İbrahim Gökçek, daha birkaç gün öncesinde “Bas gitarımı aldılar, kendimi ifade için bedenimi enstrüman yaptım” diyordu. Grup Yorum’un eyleminin talepleri çok açık: Üç yıldır devam eden konser yasaklarının son bulması, grup üyelerine yönelik davaların düşürülmesi, İçişleri Bakanlığı’nın haklarında çıkardığı yakalama kararlarının kaldırılması ve İdil Kültür Merkezi’ne yönelik baskınların son bulması! Sadece bir itirafçı ifadesi ile ağırlaştırılmış müebbet cezasına çarptırılan Mustafa Koçak’ın talebi ise, yeniden-adil yargılama hakkıydı. Ve bu kadar haklı, bu kadar insani talepler için, üç can düştü toprağa…
Sadece yaşarken değil, ölümlerinin ardından da bitmedi saldırılar.

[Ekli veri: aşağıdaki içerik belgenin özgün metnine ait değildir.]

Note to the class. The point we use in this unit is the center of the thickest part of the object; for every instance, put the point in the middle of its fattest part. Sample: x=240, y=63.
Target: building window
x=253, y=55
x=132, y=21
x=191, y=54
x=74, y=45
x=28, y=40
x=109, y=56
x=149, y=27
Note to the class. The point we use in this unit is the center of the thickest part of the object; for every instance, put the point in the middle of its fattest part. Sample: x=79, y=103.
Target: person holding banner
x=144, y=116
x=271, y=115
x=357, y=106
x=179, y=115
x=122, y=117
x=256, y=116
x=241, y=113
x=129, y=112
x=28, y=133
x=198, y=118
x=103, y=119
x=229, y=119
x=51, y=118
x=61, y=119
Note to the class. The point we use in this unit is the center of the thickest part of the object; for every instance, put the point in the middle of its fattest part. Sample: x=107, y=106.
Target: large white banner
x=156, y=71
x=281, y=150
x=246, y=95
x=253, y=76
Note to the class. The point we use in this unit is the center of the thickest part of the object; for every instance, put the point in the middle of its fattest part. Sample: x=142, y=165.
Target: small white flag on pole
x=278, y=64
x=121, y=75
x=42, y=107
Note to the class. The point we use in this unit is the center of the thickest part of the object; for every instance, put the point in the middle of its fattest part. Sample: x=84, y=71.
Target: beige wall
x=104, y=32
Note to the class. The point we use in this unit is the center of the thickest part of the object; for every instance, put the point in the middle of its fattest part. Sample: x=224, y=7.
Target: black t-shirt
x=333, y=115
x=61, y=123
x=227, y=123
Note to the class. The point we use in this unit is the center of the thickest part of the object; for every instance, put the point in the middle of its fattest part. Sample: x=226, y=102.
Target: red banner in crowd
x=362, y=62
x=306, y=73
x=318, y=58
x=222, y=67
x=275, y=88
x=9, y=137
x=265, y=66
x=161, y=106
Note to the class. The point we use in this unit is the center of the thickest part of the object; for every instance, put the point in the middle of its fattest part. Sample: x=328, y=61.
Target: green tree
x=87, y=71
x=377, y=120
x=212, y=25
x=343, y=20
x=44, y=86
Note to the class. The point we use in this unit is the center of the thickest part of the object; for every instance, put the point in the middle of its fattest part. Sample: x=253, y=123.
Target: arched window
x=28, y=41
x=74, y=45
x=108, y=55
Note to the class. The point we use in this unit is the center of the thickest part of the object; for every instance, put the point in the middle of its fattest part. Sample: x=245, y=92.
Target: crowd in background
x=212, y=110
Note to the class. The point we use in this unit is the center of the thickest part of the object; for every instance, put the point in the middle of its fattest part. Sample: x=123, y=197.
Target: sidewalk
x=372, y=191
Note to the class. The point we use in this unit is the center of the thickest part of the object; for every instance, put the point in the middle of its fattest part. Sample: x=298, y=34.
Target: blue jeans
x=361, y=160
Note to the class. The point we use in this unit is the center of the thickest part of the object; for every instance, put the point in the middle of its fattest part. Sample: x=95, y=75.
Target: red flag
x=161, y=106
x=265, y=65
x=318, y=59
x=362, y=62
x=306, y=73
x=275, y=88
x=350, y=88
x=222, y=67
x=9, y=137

Helin’in cenazesinde, polis cenaze aracının şoförünü ve konvoydan 3 kişiyi gözaltına aldı; Okmeydanı’nda yapılacak olan töreni engelledi ve cenazeyi Feriköy Mezarlığı’na kaçırdı. Bütün engellemelere rağmen töreni gerçekleştirmek isteyen kitleye polis tazyikli su ve gaz bombalarıyla saldırdı.
İbrahim’in cenazesi de benzer bir saldırıya maruz kaldı. Gazi Cemevi’nde yapılacak olan cenaze töreni öncesinde, polis Cemevi’nin morg kapısını kırarak İbrahim Gökçek’in cenazesini kaçırarak Kayseri’ye gönderdi. Cemevi’nin içine gaz bombası attı, tören için bölgede toplanan kitlenin üzerine gaz sıktı ve çok sayıda kişiyi gözaltına aldı.
Devletin böylesine saldıracağı; türkü söylemesine izin vermediği Grup Yorum’un cenazesine de izin vermeyeceği belliydi. Üstelik salgın koşullarında insanlar toplu biraraya gelişlerden, kalabalık içine girmekten çekiniyorlardı. Buna rağmen Helin’in cenazesine de, İbrahim’in cenazesine de çok yoğun bir katılım oldu.
Onları kaybettik, ancak ölüm oruçları sürüyor. Kurumları sayısız saldırıya maruz kalan ve kendileri haksız biçimde tutuklanan Halkın Hukuk Bürosu avukatları Ebru Timtik ve Aytaç Ünsal, adil yargılama talebi ile ölüm orucuna devam ediyorlar. Keza Didem Akman ve Özgür Karakaya’nın adalet talebiyle başlattığı ölüm orucu sürüyor.
Ölümlerin durdurulması, “Grup Yorum’a ve devrimci tutsaklara özgürlük” talebiyle mücadeleyi yükseltmek hayati önem taşıyor.